Customized rapid subtraction hybridization (RaSH) gene microarrays identify overlapping expression changes in human fetal astrocytes resulting from human immunodeficiency virus-1 infection or tumor necrosis factor-α treatment

Abstract Genes displaying altered expression as a function of human immunodeficiency virus (HIV)-1 infection of cultured primary human fetal astrocytes (PHFA) were previously identified using a rapid subtraction hybridization (RaSH) method. This scheme identified both known and novel genes displaying elevated expression, astrocyte elevated genes ( AEG ), and decreased expression, astrocyte suppressed genes ( ASG ), in PHFA as a consequence of infection with HIV-1 or treatment with HIV-1 envelope glycoprotein (gp120). RaSH also identified both known and novel genes displaying enhanced ( HR ) or reduced ( HS ) expression in HIV-1 resistant versus HIV-1 susceptible human T-cell clones.

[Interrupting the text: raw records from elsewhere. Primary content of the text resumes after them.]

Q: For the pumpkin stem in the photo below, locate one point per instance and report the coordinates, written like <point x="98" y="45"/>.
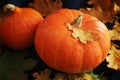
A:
<point x="8" y="8"/>
<point x="77" y="22"/>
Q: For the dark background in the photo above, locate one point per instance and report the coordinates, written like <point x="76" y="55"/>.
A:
<point x="73" y="4"/>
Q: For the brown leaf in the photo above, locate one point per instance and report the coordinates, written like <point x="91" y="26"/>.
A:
<point x="46" y="7"/>
<point x="43" y="75"/>
<point x="115" y="32"/>
<point x="83" y="35"/>
<point x="113" y="58"/>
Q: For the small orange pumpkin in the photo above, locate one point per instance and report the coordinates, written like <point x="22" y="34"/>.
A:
<point x="18" y="26"/>
<point x="71" y="41"/>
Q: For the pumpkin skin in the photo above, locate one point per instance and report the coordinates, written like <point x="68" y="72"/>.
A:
<point x="59" y="50"/>
<point x="17" y="28"/>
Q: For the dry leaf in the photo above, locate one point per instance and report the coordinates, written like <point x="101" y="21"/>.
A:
<point x="46" y="7"/>
<point x="83" y="35"/>
<point x="115" y="32"/>
<point x="43" y="75"/>
<point x="113" y="58"/>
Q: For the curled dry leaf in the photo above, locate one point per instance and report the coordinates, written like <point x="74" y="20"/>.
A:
<point x="115" y="32"/>
<point x="102" y="9"/>
<point x="113" y="58"/>
<point x="83" y="35"/>
<point x="43" y="75"/>
<point x="46" y="7"/>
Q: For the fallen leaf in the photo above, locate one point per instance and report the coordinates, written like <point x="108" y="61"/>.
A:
<point x="83" y="35"/>
<point x="45" y="7"/>
<point x="42" y="75"/>
<point x="115" y="32"/>
<point x="113" y="58"/>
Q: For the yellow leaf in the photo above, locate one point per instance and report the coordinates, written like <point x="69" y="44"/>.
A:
<point x="113" y="58"/>
<point x="115" y="32"/>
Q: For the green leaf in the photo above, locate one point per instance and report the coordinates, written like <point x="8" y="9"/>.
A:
<point x="14" y="63"/>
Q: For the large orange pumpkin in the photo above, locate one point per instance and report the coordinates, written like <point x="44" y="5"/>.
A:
<point x="71" y="41"/>
<point x="18" y="26"/>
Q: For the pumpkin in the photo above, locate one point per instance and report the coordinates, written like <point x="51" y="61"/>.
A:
<point x="71" y="41"/>
<point x="18" y="26"/>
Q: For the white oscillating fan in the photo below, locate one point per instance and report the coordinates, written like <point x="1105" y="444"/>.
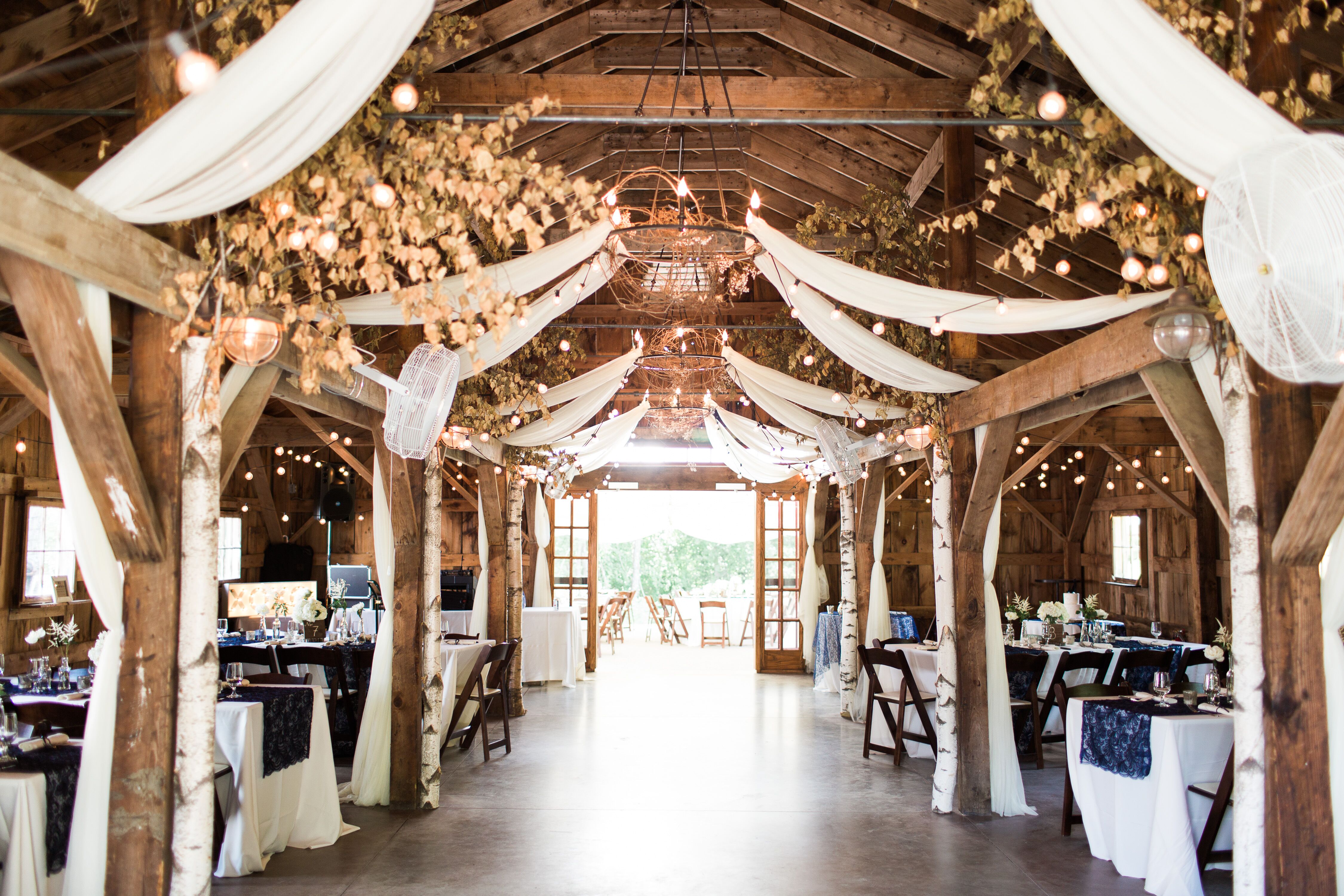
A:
<point x="416" y="418"/>
<point x="1275" y="241"/>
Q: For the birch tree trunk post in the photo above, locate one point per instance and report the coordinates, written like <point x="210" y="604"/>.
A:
<point x="849" y="605"/>
<point x="198" y="656"/>
<point x="944" y="593"/>
<point x="432" y="688"/>
<point x="515" y="493"/>
<point x="1248" y="662"/>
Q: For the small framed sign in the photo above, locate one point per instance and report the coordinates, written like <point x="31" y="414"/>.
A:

In the present study, a customized microarray approach employing these RaSH-derived genes was used to distinguish overlapping gene expression changes occurring in PHFA as a function of treatment with HIV-1 and the neurotoxic agent tumor necrosis factor (TNF)-α. RaSH cDNAs were spotted (microarrayed) on nylon membranes and probed with temporally isolated reverse transcribed cDNAs from HIV-1-infected and TNF-α-treated PHFA. This strategy identified genes displaying parallel changes after TNF-α treatment as observed following HIV-1 infection. Confirmation of genuine differential expression was achieved by Northern blotting. These studies document that TNF-α can induce a set of corresponding changes in specific AEGs and ASGs as does HIV-1 infection in PHFA. Furthermore, this customized microarray approach with RaSH-derived clones represents an efficient and sensitive methodology for elucidating molecular changes in PHFA occurring as a consequence of treatment with pharmacological agents affecting astrocyte physiology.